Um estudo mais aprofundado poderia revelar as razões de ordem social, política ou pragmática do uso desse instrumento normativo, mas o fato é que a sua crescente utilização pode enfraquecer o debate e controle sociais, até mesmo em sede parlamentar, ou somente ocorrer a posteriori e com os seus consequentes constrangimentos (sociais e institucionais), como foi o caso do Projeto de Decreto Legislativo 233, de 2019 que sustou o Decreto 9.785, de 7 de maio de 2019, mais conhecido como Decreto de Armas[2], cujo objetivo primordial era flexibilizar o acesso da população às armas de fogo.

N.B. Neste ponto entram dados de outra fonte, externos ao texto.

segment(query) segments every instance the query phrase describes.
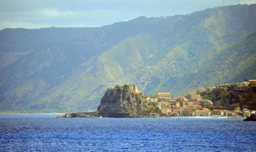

A justificativa do senador Randolfe Rodrigues bem ilustra a situação de norma infralegal usurpadora das funções do Poder Legislativo:

Ora, o Decreto, ao flexibilizar as regras de porte e aquisição de armas e munições aos colecionadores, atiradores e caçadores, põe em risco a segurança de toda a sociedade e a vida das pessoas, sem amparo científico sobre a medida, indo de encontro à construção de uma sociedade solidária, em ato que excede o mero poder regulamentar, em verdadeira usurpação ao poder de legislar do Congresso Nacional, violando, desta forma, garantias básicas do Estado Democrático de Direito. Assim, não há dúvida de que a hipótese envolve ato do Poder Público altamente lesivo a preceitos fundamentais da Constituição de 1988.”[3]

A verdade é que a vontade frustrada de agradar o eleitorado com o cumprimento da promessa de campanha de flexibilização do acesso às armas, objetivo do decreto como bem salientado pelo ministro-chefe da Casa Civil[4], somente teria o condão de gerar hostilidade ao Parlamento por parcela da população.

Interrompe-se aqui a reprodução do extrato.